O ajuste no comportamento, segundo assessores, não significa uma guinada, mas foi aconselhado a partir do diagnóstico de que parte do sucesso de Marçal se deveu ao fato de encarnar uma indignação que responde aos anseios de eleitores. Há também a avaliação, no entorno do deputado, de que o autodenominado ex-coach demonstrou energia, algo útil para seduzir parcelas menos ideológicas.

Como a tônica da campanha de Boulos no segundo turno para tentar reverter a vantagem de Nunes passa por pregar a mudança, a adaptação na forma se tornou uma das ferramentas para tentar atrair os 70% de eleitores que não escolheram o prefeito no primeiro turno.

Além disso, o deputado incorporou temas da campanha de Marçal, com estímulo ao empreendedorismo e medidas para trabalhadores de aplicativos.

Na prática, contudo, o cenário é adverso. O aspirante à reeleição lidera a corrida com 22 pontos percentuais à frente, segundo o Datafolha (55% a 33%), e herda 84% dos eleitores do candidato do PRTB.

Aliados de Boulos afirmam que o tom adotado no primeiro turno teve sua importância, por duas razões.

A primeira é que ele conseguiu se situar como um candidato maduro e equilibrado em meio aos exageros e pirotecnias de Marçal, que figurou como um provocador, chegando a tirar o próprio deputado do PSOL do sério com a cena em que agitou uma carteira de trabalho diante do rosto dele para afrontá-lo, durante debate em agosto.

O outro objetivo perseguido com a estratégia era controlar a rejeição ao nome de Boulos, que se manteve estável ao longo do primeiro turno, embora em patamar alto —só sendo superada na reta final por Marçal, que chegou ao dia da votação com 53% de eleitores que não votariam jamais nele.

Um efeito colateral admitido por interlocutores de PSOL e PT é que o candidato acabou ficando semelhante a Nunes e ao estereótipo de político tucano, inclusive pelo figurino, com camisa social e terno. Em 2020, ele ainda circulava de camiseta, e a campanha no geral era mais irreverente e ousada.

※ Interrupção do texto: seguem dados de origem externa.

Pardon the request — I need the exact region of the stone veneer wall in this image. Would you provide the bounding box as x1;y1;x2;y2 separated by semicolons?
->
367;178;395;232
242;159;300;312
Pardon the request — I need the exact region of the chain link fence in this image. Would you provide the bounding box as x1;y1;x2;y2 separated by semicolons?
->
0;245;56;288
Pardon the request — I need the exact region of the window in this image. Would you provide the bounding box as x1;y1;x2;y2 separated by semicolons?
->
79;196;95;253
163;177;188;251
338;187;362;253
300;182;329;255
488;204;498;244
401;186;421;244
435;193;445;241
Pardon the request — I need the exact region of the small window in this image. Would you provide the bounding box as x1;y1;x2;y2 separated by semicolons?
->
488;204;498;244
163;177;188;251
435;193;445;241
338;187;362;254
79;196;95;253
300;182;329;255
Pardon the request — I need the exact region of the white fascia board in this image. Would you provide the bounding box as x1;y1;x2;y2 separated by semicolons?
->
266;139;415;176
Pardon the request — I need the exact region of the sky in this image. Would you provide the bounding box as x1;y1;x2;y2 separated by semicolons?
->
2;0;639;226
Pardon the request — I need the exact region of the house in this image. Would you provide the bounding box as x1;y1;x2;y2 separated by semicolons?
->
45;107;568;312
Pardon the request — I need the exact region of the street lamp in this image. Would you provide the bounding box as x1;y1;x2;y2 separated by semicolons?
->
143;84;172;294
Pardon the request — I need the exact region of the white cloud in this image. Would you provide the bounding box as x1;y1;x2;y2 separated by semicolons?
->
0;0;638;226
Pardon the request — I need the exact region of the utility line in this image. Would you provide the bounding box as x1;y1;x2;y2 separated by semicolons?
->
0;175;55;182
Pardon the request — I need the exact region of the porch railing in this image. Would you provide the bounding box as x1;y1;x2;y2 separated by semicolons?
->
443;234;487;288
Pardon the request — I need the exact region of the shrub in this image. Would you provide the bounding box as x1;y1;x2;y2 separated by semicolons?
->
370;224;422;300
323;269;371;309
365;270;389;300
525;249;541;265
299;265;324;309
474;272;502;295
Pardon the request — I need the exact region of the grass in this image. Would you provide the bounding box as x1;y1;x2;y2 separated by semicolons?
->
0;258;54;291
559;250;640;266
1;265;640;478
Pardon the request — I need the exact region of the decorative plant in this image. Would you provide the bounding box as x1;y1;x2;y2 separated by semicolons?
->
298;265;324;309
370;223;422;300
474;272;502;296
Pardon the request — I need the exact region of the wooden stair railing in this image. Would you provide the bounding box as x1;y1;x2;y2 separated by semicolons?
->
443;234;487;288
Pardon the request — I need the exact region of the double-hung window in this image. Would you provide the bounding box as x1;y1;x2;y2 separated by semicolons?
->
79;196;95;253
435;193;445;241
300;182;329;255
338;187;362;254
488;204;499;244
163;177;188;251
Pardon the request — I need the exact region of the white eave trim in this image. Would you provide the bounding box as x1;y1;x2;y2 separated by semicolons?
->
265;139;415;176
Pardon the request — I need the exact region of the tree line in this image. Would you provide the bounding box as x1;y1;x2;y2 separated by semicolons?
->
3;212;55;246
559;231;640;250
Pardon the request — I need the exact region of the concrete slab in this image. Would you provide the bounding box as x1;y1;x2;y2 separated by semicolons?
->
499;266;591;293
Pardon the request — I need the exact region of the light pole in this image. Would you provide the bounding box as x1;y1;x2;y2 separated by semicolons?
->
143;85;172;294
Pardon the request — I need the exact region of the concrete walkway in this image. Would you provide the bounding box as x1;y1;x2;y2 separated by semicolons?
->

Na quinta-feira (10), ao participar de sabatina do Grupo Globo, Boulos foi questionado sobre o discurso mais contundente dos últimos dias, com escalada nos ataques a Nunes. Ele tem chamado o prefeito de “pau-mandado do centrão” e “Gasparzinho”, pela decisão de não ir a todos os debates.

O candidato disse na entrevista querer demonstrar firmeza, que não deve ser confundida com “estridência ou radicalismo”, em suas palavras. Ele tenta estabelecer um contraste rotulando o adversário como um político fraco, sujeito a manipulações e “sem pulso firme” para comandar a capital.

Sobre si mesmo, diz sem ressalvas que tem “o maior orgulho” de ter liderado o MTST e atribui sua rejeição, hoje expressa por 58% do eleitorado, ao fato de “ter lado”.

Na cúpula da campanha de Boulos, a informação é que o comportamento dele será modulado conforme o contexto. Não se deve esperar uma atitude incendiária como a de Marçal, segundo pessoas próximas, mas, sim, uma maneira incisiva de falar e mobilizar a base.

O presidente Lula também sugeriu ao deputado uma abordagem mais calorosa. “Lembra que o povo é mais emocional do que [se move pela] razão”, disse o petista em transmissão na internet com Boulos poucos dias antes do primeiro turno. “Fale com o coração das pessoas, querido”, completou.

Parte da militância já tinha manifestado descontentamento com os modos mais contidos. Após a fala na plenária da última quarta, uma página de simpatizantes compartilhou os trechos do candidato esbravejando contra Nunes com o comentário de que “acordaram o Boulos do Velho Testamento”.

“A Faria Lima, a especulação imobiliária e a máquina estão com o nosso adversário, mas o povo está com a gente”, discursou durante o evento, para satisfação dos correligionários, que buscam manter o engajamento em alta nas próximas duas semanas.